Project
Global health inequality and sanitation since 1850
Clean water and toilet access are extraordinarily unequally distributed. Although the long-term roots of these inequalities are well-known, little is understood about their evolution. This project analyses how local political contexts shaped the global adoption and subsequent diffusion of waterworks and sewerage in major cities worldwide since 1850.
Contaminated water and inadequate waste disposal are major causes of disease, morbidity and early death. In 2016, 2.2 billion people were lacking in-house tap water and toilets, making them highly vulnerable to waterborne illnesses. Although the long-term roots of public health inequalities have long been recognised, little is known about the early evolution and drivers of unequal access to sanitary services. The aim of this project is to understand the historical determinants of public health infrastructures by analysing how the local concentration of political power influenced the initial adoption and subsequent diffusion of modern clean water and sewerage systems in major cities worldwide since 1850. A better understanding of the drivers of public health investments is vital for achieving Goal 6 of the Sustainable Development Goals: universal access to sanitary infrastructures; and comprehending the historical origins of global health inequality dating back to the late 19th-century.
Project description
This project provides a new perspective to understand how the concentration of political power results in sanitary investments by arguing that the traditional focus on public finance misses two key elements of the global sanitary revolution: initial adoption (i.e. the year waterworks/sewerage start functioning) and subsequent diffusion (i.e. network expansion across neighbourhoods). This distinction is crucial because the late-19th-century adoption of waterworks did not systematically differ between cities in Europe and North America – with arguably better political and fiscal conditions– and cities in the ‘global South’, but the timing and intensity of within-city diffusion differed greatly. Thus, the relevant question is not how elites influenced public finance, but rather, how disparate local political contexts resulted in an almost simultaneous worldwide adoption of sanitary infrastructures in the 1850s–1880s, and then gave rise to highly different paths of network diffusion.
This project uses new archival sources and a mixed-methods approach to investigate how local political contexts shaped the global spread of waterworks and sewerage. My hypothesis is that elites in large unhealthy cities promoted the adoption of sanitary infrastructures, but hindered the network diffusion on varying economic, social or ideological grounds. I test this hypothesis through a comparative analysis of sanitary adoption in major cities worldwide since 1850, and by conducting an in-depth case-study of the local political economy of sanitary diffusion in four big cities.
Results
Three patterns are key to understand the diffusion of waterworks and sewerage systems worldwide since 1850. First, major cities throughout the world built these infrastructures at a (roughly) similar time between ca. 1850s and 1890s. Second, there were large differences in their timing both within and between countries before ca. 1880; afterwards only municipalities in some (industrialised) countries converged with frontrunners. And third, the within-city diffusion of pipes and sewers was even more unequal between countries than the initial construction of waterworks and sewerage.

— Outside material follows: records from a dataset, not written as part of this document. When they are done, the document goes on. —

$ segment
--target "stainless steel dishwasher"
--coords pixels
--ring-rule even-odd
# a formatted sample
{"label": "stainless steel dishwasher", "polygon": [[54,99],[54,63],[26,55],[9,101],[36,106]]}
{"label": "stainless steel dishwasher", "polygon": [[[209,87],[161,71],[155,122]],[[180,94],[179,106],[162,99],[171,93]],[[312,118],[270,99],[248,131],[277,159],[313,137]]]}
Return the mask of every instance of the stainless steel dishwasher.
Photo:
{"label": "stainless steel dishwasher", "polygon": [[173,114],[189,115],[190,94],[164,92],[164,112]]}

What were the health consequences of the new water and sanitation technologies? Evidence from a large number of countries points at positive effects, although somewhat lower than initially thought: estimates from comparable studies indicate that infant mortality declined between ca. 10 and 30 percent following their construction.
What explains the adoption patterns of water and sanitation technologies since ca. 1850? This project points at some concrete processes that shaped local political power and decision making that ultimately brought about sanitary investments. For instance, broad democratisation was not a necessary condition for cities to invest in water and sanitation projects everywhere. The extension of franchise in England did not invariably result in greater public health spending; the highly-unequal political environment of German cities did not prevent them from becoming world leaders in sanitary services; and American elites used their ability to discriminate against their black counterparts to construct expensive waterworks from which they were excluded.
In such contexts, it was in the interest of elites to support their provision, be it to promote their industrial business requiring clean water and a healthy labour force or to lower their construction by limited within-city coverage. In addition, these elites may have demanded clean water and more efficient waste disposal if they felt that their lives were at stake. The development of a culture of hygiene during the 19th century, ultimately underpinned by scientific medical advances, first spread among the elite and ultimately increased the perceived value of expensive public health investments. This issue was particularly salient during deadly epidemics, such as cholera, that were associated with filth and deprivation. The quantitative importance of this mechanism, however, is unclear and further research is needed to assess its importance in various contexts. In this regard, the literature would greatly benefit from non-Western experiences where epidemic outbreaks did not recede during the late 19th century.